Le Silent Ransom Group : une cybercriminalité ciblée sur des secteurs stratégiques

Le Silent Ransom Group (SRG) a récemment modifié son approche d’extorsion, passant d’une méthode généraliste à une stratégie plus ciblée, visant des secteurs clés. Ce groupe, considéré comme l’héritier direct de l’ancien groupe Conti, et particulièrement de sa seconde équipe, connue sous le nom de « Luna Moth », concentre ses activités sur des domaines à forte valeur ajoutée. Cela inclut la propriété intellectuelle, les communications privilégiées et d’autres documents confidentiels, où la sensibilité des données est particulièrement élevée.

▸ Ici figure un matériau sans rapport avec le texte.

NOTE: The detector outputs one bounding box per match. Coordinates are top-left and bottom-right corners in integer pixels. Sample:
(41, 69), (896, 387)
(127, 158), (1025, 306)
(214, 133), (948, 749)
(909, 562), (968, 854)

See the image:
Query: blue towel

Cette stratégie permet au SRG de transformer rapidement une vulnérabilité en une transaction financière.

L’accès initial aux systèmes des victimes est souvent obtenu grâce à des campagnes de hameçonnage, incitant les cibles à contacter un faux numéro de support technique, un processus connu sous le nom de vishing ou callback phishing. Cette interaction mène à l’installation d’outils légitimes de gestion à distance, tels qu’AnyDesk ou Zoho Assist, qui servent de point d’entrée pour l’attaque. Le groupe utilise également des noms de domaine enregistrés auprès de GoDaddy pour contourner les filtres de messagerie.

L’infrastructure du SRG est conçue pour asr une résilience dynamique. Le groupe exploite un botnet constitué d’appareils domestiques et mobiles dans 18 pays, et utilise la technique du DNS Fast Flux pour masquer ses serveurs de commande et de contrôle, garantissant ainsi la disponibilité de ses opérations même en cas de détection.

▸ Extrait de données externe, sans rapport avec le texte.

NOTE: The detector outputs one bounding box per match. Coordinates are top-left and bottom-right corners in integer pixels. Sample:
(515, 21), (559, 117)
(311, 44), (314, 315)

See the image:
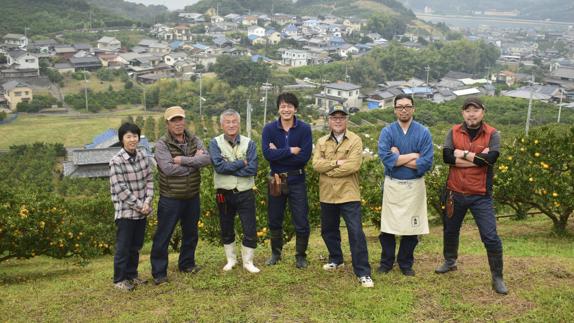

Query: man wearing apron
(435, 97), (508, 294)
(378, 94), (433, 276)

Le modèle d’extorsion du SRG repose sur l’exfiltration chirurgicale des données, utilisant des outils comme WinSCP et Rclone pour extraire des informations. Contrairement à d’autres groupes de ransomwares, le SRG privilégie la menace de fuite ou de vente des données volées plutôt que le chiffrement comme principal levier de pression. Cela rend l’attaque moins visible pour les employés des victimes, favorisant ainsi le paiement de la rançon par un désir de discrétion.

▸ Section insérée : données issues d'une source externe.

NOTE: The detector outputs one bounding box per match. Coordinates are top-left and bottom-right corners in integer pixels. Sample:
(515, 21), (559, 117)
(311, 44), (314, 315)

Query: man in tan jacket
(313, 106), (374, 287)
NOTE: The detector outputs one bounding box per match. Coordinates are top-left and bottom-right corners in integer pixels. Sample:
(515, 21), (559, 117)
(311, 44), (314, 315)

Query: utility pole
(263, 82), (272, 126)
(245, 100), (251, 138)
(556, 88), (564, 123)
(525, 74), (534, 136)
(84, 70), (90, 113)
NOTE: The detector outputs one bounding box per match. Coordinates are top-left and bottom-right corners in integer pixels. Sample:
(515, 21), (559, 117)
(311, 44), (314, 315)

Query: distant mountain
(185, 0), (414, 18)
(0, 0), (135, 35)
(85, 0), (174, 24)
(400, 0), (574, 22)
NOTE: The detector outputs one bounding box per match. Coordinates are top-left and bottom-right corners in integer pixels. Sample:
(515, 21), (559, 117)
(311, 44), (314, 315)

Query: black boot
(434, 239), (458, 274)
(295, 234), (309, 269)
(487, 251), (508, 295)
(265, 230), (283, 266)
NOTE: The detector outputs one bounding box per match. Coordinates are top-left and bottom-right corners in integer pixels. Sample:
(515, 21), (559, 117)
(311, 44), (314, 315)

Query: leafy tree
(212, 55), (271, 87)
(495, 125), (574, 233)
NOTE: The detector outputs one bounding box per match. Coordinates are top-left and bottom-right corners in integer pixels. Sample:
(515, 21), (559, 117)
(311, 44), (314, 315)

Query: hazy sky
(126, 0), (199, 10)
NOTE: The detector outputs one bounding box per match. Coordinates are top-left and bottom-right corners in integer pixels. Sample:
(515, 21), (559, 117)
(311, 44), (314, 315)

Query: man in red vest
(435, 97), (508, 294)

Les négociations avec le SRG montrent que le groupe contactent d’abord ses victimes par téléphone avant de poursuivre par e-mail. Bien qu’il puisse sembler patient, le SRG n’hésite pas à menacer ses cibles de contacter leurs clients, partenaires ou régulateurs. Une liste des fichiers volés est fournie, permettant à la victime de demander des échantillons pour prouver l’extraction. Le groupe ne semble pas enclin à réduire ses exigences financières et attend souvent des offres de la part de ses victimes.

Cette évolution des pratiques de cybercriminalité souligne l’importance pour les entreprises de renforcer la sécurité de leurs données et de sensibiliser leurs employés aux risques de phishing et d’autres formes d’attaques.